Wednesday, November 03, 2010

Atlanta Hawks 94 Detroit Pistons 85

Boxscore

Team
Poss Off Eff eFG% FT Rate OR% TO%
DET 86
0.988
41.7 11.1
34.7 9.3
ATL 85 1.106 56
28.4
12.5
16.5

Despite poor shooting and an unresponsive starting point guard, Detroit stayed in the game on the strength of their offensive rebounding. To be fair, they were strong on the offensive glass, in part, because John Kuester chose to play bigger players in Rodney Stuckey's stead and several of the smaller Hawks couldn't compete on the glass. As a team, the Hawks grabbed just 32 of a possible 49 defensive rebounds and Josh Smith, Al Horford, and Marvin Williams accounted for 25 of those 32 defensive rebounds.

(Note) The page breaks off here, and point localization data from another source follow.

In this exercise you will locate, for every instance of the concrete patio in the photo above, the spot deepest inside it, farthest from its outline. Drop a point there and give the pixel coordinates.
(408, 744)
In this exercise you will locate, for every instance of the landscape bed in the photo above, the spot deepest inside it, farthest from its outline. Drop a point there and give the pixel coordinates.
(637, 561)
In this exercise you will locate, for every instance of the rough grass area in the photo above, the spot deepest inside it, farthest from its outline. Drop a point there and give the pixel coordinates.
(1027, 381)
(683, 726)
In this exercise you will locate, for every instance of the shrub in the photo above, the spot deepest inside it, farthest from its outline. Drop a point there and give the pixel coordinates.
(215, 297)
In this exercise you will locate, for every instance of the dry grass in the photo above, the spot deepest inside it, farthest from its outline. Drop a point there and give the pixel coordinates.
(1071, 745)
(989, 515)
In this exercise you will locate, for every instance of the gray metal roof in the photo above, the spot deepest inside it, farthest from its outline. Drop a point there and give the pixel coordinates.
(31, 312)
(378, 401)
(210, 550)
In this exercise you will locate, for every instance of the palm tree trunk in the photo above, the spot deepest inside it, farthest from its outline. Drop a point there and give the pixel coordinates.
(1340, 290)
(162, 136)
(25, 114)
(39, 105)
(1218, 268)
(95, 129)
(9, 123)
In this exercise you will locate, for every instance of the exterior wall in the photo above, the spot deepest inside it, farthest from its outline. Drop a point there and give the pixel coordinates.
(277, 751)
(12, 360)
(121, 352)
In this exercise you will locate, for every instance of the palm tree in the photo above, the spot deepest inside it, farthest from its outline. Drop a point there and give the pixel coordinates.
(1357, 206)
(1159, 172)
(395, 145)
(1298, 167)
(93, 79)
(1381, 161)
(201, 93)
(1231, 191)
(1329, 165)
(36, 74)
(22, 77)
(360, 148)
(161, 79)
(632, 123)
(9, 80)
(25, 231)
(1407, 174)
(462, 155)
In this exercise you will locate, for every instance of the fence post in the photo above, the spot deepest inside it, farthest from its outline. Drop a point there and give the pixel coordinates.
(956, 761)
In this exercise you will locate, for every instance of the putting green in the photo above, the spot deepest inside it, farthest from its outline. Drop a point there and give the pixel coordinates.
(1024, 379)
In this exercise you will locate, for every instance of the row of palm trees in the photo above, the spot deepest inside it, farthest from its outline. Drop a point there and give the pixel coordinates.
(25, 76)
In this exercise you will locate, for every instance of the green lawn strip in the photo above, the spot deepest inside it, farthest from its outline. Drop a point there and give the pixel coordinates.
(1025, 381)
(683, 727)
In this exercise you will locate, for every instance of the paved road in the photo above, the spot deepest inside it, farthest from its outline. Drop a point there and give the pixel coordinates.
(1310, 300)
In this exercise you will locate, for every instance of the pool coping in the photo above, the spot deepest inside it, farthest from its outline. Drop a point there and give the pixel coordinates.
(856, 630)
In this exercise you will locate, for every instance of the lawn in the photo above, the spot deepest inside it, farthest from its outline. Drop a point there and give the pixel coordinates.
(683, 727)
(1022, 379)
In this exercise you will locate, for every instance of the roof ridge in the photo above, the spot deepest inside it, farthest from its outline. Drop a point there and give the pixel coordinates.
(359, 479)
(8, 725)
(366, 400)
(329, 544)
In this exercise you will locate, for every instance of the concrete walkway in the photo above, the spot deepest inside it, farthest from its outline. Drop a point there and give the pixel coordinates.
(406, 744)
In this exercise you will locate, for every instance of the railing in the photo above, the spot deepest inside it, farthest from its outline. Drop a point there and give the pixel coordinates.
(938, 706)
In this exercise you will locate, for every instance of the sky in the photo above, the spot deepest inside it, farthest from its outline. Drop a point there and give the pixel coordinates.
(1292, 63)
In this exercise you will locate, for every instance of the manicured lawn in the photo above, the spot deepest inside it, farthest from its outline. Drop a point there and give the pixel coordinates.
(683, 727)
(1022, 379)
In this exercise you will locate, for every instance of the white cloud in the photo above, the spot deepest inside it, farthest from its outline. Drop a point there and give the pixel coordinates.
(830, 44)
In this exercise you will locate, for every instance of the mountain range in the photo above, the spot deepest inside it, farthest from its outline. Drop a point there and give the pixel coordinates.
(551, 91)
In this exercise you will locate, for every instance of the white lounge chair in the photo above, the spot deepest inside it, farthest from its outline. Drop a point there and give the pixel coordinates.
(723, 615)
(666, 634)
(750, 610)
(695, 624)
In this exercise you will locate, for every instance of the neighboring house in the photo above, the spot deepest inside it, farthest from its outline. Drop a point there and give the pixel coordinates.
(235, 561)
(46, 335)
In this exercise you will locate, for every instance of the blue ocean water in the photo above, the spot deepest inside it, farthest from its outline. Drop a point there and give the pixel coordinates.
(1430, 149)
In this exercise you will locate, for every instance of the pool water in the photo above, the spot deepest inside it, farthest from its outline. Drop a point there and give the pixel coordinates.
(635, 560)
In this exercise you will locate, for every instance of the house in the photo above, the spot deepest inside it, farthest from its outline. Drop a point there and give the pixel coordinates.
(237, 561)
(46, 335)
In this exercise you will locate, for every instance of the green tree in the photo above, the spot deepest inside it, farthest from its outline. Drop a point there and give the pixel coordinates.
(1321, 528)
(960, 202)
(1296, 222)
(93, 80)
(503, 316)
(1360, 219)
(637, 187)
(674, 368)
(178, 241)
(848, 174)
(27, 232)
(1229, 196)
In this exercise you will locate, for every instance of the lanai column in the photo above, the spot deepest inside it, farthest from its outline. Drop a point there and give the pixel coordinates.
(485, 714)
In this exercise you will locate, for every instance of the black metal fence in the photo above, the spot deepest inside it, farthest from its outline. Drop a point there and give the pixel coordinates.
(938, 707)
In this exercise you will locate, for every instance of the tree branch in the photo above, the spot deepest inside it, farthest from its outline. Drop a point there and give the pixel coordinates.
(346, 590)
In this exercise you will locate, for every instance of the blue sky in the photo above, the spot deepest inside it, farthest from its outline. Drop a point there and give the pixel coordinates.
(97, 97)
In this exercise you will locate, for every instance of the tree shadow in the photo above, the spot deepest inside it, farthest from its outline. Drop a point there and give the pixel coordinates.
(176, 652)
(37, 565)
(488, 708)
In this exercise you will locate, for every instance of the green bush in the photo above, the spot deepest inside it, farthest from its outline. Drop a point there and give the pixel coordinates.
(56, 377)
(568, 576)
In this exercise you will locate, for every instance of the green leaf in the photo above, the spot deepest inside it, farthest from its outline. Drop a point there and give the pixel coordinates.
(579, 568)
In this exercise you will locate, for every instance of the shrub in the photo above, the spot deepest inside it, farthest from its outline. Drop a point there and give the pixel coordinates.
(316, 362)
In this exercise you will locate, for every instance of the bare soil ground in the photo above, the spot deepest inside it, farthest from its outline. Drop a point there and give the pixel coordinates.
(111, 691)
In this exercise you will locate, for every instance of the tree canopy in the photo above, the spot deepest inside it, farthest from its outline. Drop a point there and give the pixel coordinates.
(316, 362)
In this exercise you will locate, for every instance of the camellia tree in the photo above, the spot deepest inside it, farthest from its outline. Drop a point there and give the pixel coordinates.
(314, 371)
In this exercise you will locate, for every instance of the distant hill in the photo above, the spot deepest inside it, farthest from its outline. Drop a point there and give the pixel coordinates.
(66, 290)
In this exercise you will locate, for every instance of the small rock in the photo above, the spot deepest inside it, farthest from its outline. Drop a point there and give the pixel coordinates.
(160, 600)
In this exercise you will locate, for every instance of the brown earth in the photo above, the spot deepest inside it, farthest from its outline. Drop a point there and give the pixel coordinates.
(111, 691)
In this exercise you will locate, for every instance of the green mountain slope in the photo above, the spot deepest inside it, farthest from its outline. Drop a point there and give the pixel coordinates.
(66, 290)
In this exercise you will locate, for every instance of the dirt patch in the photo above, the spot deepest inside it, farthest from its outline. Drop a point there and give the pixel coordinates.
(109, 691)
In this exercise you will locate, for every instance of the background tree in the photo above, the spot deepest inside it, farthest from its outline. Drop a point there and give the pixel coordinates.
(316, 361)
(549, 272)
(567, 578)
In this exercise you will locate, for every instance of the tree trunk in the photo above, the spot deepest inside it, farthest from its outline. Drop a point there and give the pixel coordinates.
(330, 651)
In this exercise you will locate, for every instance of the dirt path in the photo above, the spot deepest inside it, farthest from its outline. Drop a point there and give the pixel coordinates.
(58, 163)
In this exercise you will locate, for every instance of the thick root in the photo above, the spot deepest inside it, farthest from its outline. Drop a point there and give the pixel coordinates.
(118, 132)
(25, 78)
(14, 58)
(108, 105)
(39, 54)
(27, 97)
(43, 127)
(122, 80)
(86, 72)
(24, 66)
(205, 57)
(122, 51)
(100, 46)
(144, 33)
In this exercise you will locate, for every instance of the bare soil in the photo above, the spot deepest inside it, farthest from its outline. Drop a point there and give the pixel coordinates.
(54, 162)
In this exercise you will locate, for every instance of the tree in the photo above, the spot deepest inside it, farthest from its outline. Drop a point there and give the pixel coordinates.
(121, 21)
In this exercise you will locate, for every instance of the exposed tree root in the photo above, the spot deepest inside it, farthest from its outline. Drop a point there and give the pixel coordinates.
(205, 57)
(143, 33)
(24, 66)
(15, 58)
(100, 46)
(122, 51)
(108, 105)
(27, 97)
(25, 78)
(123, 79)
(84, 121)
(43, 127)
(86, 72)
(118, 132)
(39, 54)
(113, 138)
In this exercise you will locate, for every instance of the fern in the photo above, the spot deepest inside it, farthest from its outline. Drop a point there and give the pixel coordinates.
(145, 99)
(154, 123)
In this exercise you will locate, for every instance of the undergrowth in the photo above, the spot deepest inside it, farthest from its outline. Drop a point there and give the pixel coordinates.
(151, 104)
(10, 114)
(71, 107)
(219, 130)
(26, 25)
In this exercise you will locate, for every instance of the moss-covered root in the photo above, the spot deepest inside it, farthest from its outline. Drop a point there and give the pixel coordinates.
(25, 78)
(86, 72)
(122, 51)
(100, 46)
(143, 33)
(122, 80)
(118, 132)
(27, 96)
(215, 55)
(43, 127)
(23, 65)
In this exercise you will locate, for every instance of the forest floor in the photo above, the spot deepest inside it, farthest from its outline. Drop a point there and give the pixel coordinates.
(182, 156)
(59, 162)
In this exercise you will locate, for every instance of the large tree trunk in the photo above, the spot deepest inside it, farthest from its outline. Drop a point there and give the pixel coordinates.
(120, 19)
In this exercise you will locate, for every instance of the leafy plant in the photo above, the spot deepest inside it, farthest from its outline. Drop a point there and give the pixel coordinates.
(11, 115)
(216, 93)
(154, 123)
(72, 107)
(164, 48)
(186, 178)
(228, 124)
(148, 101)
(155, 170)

With 6:33 left in the game and Detroit leading 78-76, Greg Monroe, adjudged to have been pushed by Al Horford, fell from a significant height onto Marvin Williams. Williams crumpled, peeled himself off the floor, then nearly crumpled again while leaving the floor. Jamal Crawford missed the entire game with turf toe, leaving Larry Drew short of his preferred options to finish the game on the court. Drew replaced Williams with Zaza Pachulia and that made all the difference.

On the first possession following Pachulia's entrance, Tayshaun Prince made a three-pointer to extend the Piston lead to five. On Detroit's next ten possessions, they made one field goal, missed eight field goals, grabbed just one defensive rebound, and turned the ball over three times. The Hawks converted those turnovers, plus the Detroit misses they rebounded, into six made baskets (4 of them assisted), 13 points, and an eight-point lead with 33 seconds left.

Though they got killed on the defensive glass overall, the Hawks were devastating on the relatively rare occasions they grabbed a defensive board. Atlanta scored 28 fast break points despite Detroit committing just 8 turnovers. This was both the downside of Kuester's big, crash-the-glass lineups for the Pistons and an object lesson in how important defensive rebounding is to the success of the Atlanta Hawks. Even a well-designed and sharply executed half-court offense can't compete with the quality of shot created when Josh Smith, Al Horford, and Marvin Williams get out in transition.

Smith's involvement in the decisive 13-2 capped an especially productive game in a reassuring fashion. The Hawks might have lost contact with Pistons were it not for the four jump shots (including one three-pointer) he made in five attempts through the first three-and-a-half quarters. Vital as those points were tonight, the Hawks can't expect the manner of their vitality to be replicated in the future. In the final six minutes, Smith eschewed the offensive perimeter, grabbed a couple of defensive rebounds, twice found Al Horford (once for a transition layup, once for a dunk), and scored twice at the rim himself (off of nice passes from Joe Johnson and Mike Bibby). Fool's gold helped give the Hawks a chance to win. The color made the win a reality.

Other key factors in securing the win...
  • Al Horford taking advantage of Ben Wallace's absence to score 10 of his 18 points in the final 13:47 of the game.
  • Larry Drew showing an earlier hook for the second unit in the fourth quarter as the Pistons opened the period on an 8-2 run.
  • Joe Johnson mitigating another poor shooting night (14 points on 15 shots plus 2 free throw attempts) with 8 more assists and some decent before-the-shot defense against bigger players.
Further items of interest...
  • Mike Bibby picked up two personal fouls in the first quarter. He played 8 minutes and 41 seconds of the second quarter.
  • Jordan Crawford saw the first real action of his NBA career. It was a mixed bag. He knocked down a long jumper for his first professional bucket within 90 seconds of entering the game and ran a couple of nice side screen-and-roll plays with Pachulia in the second half. Crawford also forced both a three-point shot and a pass into traffic when discretion would have served him better than aggression.